Interpretive Summary: There was a need to identify what citrus graft transmissible pathogens were present in Guatemala, but this was difficult because of the lack of indicator plants and facilities for biological indexing. A procedure was developed whereby total nucleic acid extracts were done from field plants surveyed in Guatemala. These extracts were later tested for several graft transmissible pathogens, both viruses and prokaryotes, using laboratory assays. The procedure reported should be useful to testing of multiple pathogens in germplasm collections from the same extraction. The results of the survey from Guatemala are reported.

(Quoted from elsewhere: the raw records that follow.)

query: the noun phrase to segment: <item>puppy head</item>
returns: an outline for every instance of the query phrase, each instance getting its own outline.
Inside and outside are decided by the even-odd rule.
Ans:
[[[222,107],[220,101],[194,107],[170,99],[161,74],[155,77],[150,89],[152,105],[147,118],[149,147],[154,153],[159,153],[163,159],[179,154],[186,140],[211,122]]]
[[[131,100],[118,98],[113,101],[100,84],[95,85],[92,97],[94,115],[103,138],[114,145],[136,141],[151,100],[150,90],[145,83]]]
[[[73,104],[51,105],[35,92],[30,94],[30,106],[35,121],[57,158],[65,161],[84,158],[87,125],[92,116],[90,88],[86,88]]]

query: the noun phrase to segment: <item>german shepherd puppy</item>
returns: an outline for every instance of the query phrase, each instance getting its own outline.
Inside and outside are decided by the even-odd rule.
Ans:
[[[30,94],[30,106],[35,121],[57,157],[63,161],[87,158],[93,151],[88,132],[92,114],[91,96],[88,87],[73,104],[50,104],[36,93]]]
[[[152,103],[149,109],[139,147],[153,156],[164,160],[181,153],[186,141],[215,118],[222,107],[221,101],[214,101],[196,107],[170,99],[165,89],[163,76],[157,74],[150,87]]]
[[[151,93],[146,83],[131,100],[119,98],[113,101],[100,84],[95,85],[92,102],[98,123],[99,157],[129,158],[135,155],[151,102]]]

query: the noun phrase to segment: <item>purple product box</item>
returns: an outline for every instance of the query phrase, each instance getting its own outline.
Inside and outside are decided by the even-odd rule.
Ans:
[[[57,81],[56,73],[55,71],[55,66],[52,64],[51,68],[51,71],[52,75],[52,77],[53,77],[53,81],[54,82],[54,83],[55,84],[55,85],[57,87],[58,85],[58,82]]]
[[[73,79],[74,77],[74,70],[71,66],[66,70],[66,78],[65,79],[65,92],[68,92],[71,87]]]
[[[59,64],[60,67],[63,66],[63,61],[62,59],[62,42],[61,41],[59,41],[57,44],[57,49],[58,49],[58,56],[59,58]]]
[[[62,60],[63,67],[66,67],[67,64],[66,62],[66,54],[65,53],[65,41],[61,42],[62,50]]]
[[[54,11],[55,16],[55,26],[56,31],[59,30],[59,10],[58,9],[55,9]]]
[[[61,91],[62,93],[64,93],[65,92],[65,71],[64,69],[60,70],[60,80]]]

Technical Abstract: In preparation for a citrus certification in Guatemala, there was an urgent need to determine which graft transmissible citrus pathogens were present. Because of the lack of biological indicator plants, Citrus tristeza virus (CTV) and Xylella fastidiosa, causal agent for citrus variegated chlorosis, were tested for by ELISA, and we developed a protocol for the extraction of the total nucleic acids from the samples to enable later RT-PCR testing for CTV, Citrus psorosis virus, Citrus exocortis viroid (CEV), cachexia, Group III viroids and PCR testing for X. fastidiosa. CTV was found in all citrus areas sampled, but was less prevalent in the central citrus area. The RT-PCR testing proved to be more sensitive than the ELISA testing for CTV. X. fastidiosa was detected in one sample by ELISA testing, but this was not confirmed by PCR testing. Viroids (CEV, cachexia, and Group III viroids) were commonly found in samples collected from the three main citrus areas. Psorosis virus was not detected by RT-PCR, and these results were confirmed later by biological indexing.